I sometimes receive patches where the contributor just tried to shoehorn the feature they wanted in the codebase; they didn't understand the project architecture, just found a way to get it working.

And I may receive a bug report where the user bisected the history to find which commit introduced the bug, and provide me with all inputs to confirm the issue and reproduce it myself.

Even if the latter contribution doesn't fix the bug, it will end up being merged: they found an issue, dug to find it; but they don't how to fix it while keeping in line with the library's internals.

In other words: the more a contributor tries to understand your goals and design as a project maintainer, and respects them, the more valuable their contribution — be it bug reports, documentation improvements, blog posts, or patches.



It seems we agree eg, a paid dev's feature request is not comparable to the paid dev contributing the feature itself via discussion with the maintainer.

Nor is it comparable to the maintainer stopping what they are doing to sit there and provide the feature as if their time was worth less than that of the paid dev who wants to consume it.


Regardless of whether the contributor is paid, I think that feature requests and bug reports can be compared to feature implementations.

If the feature request includes, for example, technical architecture and product design analysis, and illustrates that it has considered various other options, it could be highly valuable.

A bug report could have involved significant debugging to identify approximate causes, affected versions, and potentially-related commits that introduced/regressed the bug.

All of the above applies to documentation and support commentary too.

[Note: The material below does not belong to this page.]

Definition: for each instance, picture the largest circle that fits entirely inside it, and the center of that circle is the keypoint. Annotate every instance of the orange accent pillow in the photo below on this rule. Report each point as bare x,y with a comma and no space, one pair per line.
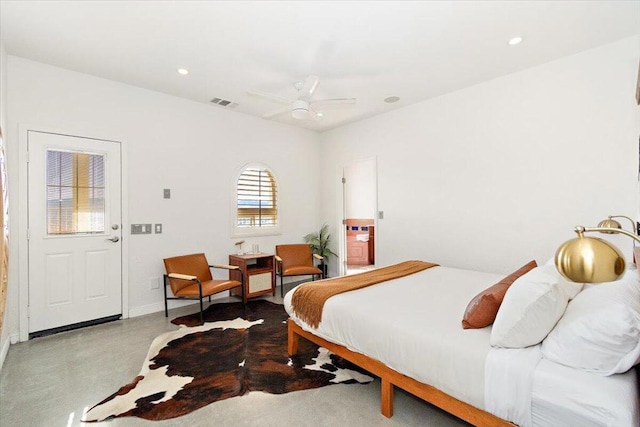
483,308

There is a spectrum with any contribution from 'minimal' to 'thorough', and there's not necessarily a causal link between high-value contributions and paid work.


A quick fix is a great way to describe a bug for the person that understands the system.

On many projects the mantainers ask way to much of the submitter in following some guidelines. I feel they think they should not "steal" the submit from the submitter or something becouse fixing stuff for them would equal the work of commenting it.